Стальной оратор, дремлющий в кобуре. Что происходило в России в 1917 году - читать онлайн книгу. Автор: Леонид Млечин cтр.№ 29

читать книги онлайн бесплатно
 
 

Онлайн книга - Стальной оратор, дремлющий в кобуре. Что происходило в России в 1917 году | Автор книги - Леонид Млечин

Cтраница 29
читать онлайн книги бесплатно

В октябре семнадцатого Владимир Ильич смело взял на себя управление огромной страной, погрузившейся в хаос и вынужденной вести войну. Крупская одна понимала, насколько хрупок его организм и какую непосильную ношу он взвалил на себя. Он уйдет из жизни очень рано. Оставит ее одну, беззащитную перед вихрями жестокого времени.

Печальный Пьеро

Сразу после Февральской революции назначенный министром юстиции Керенский выступал в Таврическом дворце. Он появился на трибуне огромного Екатерининского зала, и тысячная толпа зааплодировала. Он обещал: первым актом нового правительства станет акт о полной амнистии.

– Товарищи! – говорил Александр Федорович. – В моем распоряжении находятся все бывшие министры старого режима. Они ответят, товарищи, за все преступления перед народом согласно закону. (Возгласы в зале: «Беспощадно!») Я приказал освободить всех политических заключенных, не исключая террористов. В своей деятельности я должен опираться на волю народа. Я должен иметь в нем могучую поддержку. Могу ли я верить вам, как самому себе? (Бурные овации, возгласы: «Верим, верим!») Товарищи, я не могу жить без народа, и в тот момент, когда вы усомнитесь во мне, – убейте меня! (Новый взрыв оваций.) Товарищи, позвольте мне вернуться к Временному правительству и объявить ему, что я вхожу в его состав с вашего согласия, как ваш представитель.

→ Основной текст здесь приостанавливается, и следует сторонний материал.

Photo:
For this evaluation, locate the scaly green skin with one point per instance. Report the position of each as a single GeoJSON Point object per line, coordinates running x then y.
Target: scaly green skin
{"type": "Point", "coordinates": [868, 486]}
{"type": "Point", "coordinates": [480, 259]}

Зал разразился бурными аплодисментами, переходящими в овацию, и возгласами: «Да здравствует Керенский!» Рабочие и солдаты подняли Керенского на руки и понесли. Кого еще в ту пору носили на руках?

После Февраля не было в России более популярного и обожаемого политика. Но его судьба похожа на судьбу Михаила Сергеевича Горбачева: сначала невероятный восторг, потом полное неприятие.

Александр Федорович ввел новую моду – военный френч и фуражка, но без погон, кокарды и знаков различия. Вслед за ним так же оделись все комиссары Временного правительства. После Октября сходную форму носил Сталин, а подражая ему, и целая армия советских аппаратчиков.

«Радостное и даже восторженное ощущение себя как избранника судьбы и ставленника народа в нем, бесспорно, чувствовалось, – замечали современники, – но «хвастовства» и «замашек бонапартеныша», в чем его постоянно обвиняли враги как слева, так и справа, в нем не было».

Они с Лениным – земляки, оба из Симбирска. Словесность Ленину преподавал (и читал его первые сочинения) директор Симбирской гимназии Федор Михайлович Керенский, отец будущего главы Временного правительства. Как и Ленин, Александр Керенский стал юристом и тоже оказался в контрах с царской властью. Но не ушел в подполье и не эмигрировал. Прославился участием в громких политических процессах и был избран в Государственную думу, где стал одним из самых заметных депутатов. Как и Ленин, придерживался радикально левых взглядов. Но присоединился не к социал-демократам, как Владимир Ильич, а к эсерам, социалистам-революционерам.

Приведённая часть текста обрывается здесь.